Arizona vs Kansas, March 21, 1997. I fondly remember this game because I called the upset in one of my best bracket performance of all-time. I won a college bracket contest because I was in this super nerdy college basketball fantasy league, and I loved the Mike Bibby-Miles Simon-Michael Dickerson trio, having followed them closely all year.

Those Wildcats were swept by UCLA in the regular season, and came into the tournament with low expectations, having lost two straight. They squeaked by the College of Charleston in the 2nd round, and then in the Sweet 16 were up against a Kansas squad that featured four future NBA players: point guard Jacque Vaughn, forward Paul Pierce (27 points), and centers Raef LaFrentz and Scot Pollard.

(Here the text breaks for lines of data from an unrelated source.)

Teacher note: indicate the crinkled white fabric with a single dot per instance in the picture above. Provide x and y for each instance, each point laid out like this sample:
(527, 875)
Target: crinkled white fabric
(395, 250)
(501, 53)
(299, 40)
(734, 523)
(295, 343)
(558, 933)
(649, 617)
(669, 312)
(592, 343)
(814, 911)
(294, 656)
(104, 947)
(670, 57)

It was the ultimate “guards rule” game in March: Dickerson scored 20, Simon had 17 and Bibby had 21. Arizona would go on to beat Providence  (which also had three future NBA players in Austin Croshere, Jamel Thomas and God Shammgod) in overtime, and then North Carolina (Antawn Jamison, Vince Carter) in the Final Four before beating defending champion Kentucky (Ron Mercer, Wayne Turner, Jamaal Magloire, Derek Anderson) in overtime for the title.

[Ed. Yes, we’re aware the photo at the top is from the Kentucky game. We don’t have access to any photos from Arizona/Kansas.]

If that’s not one of the greatest March Madness runs of all-time – beating three #1 seeds with a ton of future NBA players – it’s certainly among the best.

March 21st, 1992: Names that don’t carry immediate recognition among sports fans, except for NCAA tournament geeks: James Forrest, Georgia Tech. He hit this buzzer beater for the Yellow Jackets as they pulled a 2nd round upset of 2nd seeded Harold Miner and USC.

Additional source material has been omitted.